Here, we report the integration of the edge tracking method to a dual-mode SPR imaging system for simultaneous measurement of the kinetics of ligand–receptor binding on whole cells with both edge tracking and SPR. This integration not only provides the complementary capabilities of both methods on a single device but also allows a direct comparison between these two methods on binding kinetic measurement at the single-cell level. Wheat germ agglutinin (WGA), which binds primarily to the sugar N-acetyl-D-glucosamine that attaches to glycoproteins on the cell surface, was used as a model system. Since glycoproteins are abundant on all cell membranes, WGA can be used as a universal model ligand for all cell lines.

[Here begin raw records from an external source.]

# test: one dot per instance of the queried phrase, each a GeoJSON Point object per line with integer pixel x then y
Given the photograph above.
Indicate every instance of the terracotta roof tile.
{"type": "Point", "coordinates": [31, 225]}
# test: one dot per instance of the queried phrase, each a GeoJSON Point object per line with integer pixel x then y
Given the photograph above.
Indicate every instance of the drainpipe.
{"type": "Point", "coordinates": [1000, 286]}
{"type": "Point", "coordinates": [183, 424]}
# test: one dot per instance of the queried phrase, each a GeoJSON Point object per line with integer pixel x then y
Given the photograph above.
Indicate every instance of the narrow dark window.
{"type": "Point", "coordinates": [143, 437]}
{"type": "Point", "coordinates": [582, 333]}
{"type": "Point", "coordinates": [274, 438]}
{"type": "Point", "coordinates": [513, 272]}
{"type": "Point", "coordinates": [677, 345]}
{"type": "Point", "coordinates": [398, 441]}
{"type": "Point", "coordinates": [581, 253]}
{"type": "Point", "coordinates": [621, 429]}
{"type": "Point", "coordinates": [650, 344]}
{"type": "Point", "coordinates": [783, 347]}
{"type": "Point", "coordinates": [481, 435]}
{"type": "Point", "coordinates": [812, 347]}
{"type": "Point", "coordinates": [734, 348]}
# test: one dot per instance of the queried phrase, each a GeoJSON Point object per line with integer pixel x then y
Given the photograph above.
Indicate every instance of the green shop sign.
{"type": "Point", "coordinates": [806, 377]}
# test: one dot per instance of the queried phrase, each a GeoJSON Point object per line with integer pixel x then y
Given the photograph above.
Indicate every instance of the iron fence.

Our results show that the kinetic constants obtained from the two orthogonal methods are consistent for individual cells. This integrated solution combines the strength of the two methods and provides a reliable label-free method to quantify membrane protein binding kinetics on whole cells, with detection range extendable to small-molecule ligands.

2. Materials and Methods

2.1. Cell Culture

All cell culturing protocols were done inside a biological safety cabinet (BSC). The SH-EP1_α4β2 cell line was engineered from the SH-EP1 cell line (ATCC, Manassas, VA, USA). The cells were grown in DMEM (Lonza, Basel, Switzerland) supplemented with 10% FBS (Thermo Fisher Scientific, Waltham, MA, USA) and 40 units/mL penicillin and 40 µg/mL streptomycin sulfate (Thermo Fisher Scientific, Waltham, MA, USA) in 25 cm2 flasks (VWR, Radnor, PA, USA). Cells were passaged every 2 to 3 days, whenever 80% confluency was reached. Cells were briefly washed when passaging with 5 mL Hank’s Buffered Salt Solution (Thermo Fisher Scientific, Waltham, MA, USA). Then, 2 mL of 0.05% trypsin–EDTA (Thermo Fisher Scientific, Waltham, MA, USA) was added, and the flask was incubated at 37 °C for approximately 1 min until the cells started to detach. The flask was then returned to the BSC and was rinsed with 3 mL of medium. The solution was then centrifuged at 900 rpm for 5 min to form a cell pellet. The liquid was removed, and the cells were suspended in 1 mL of medium, giving a concentration of roughly 105 cells/mL. A passage ratio of 1:5 or 1:7 was used to seed a new flask.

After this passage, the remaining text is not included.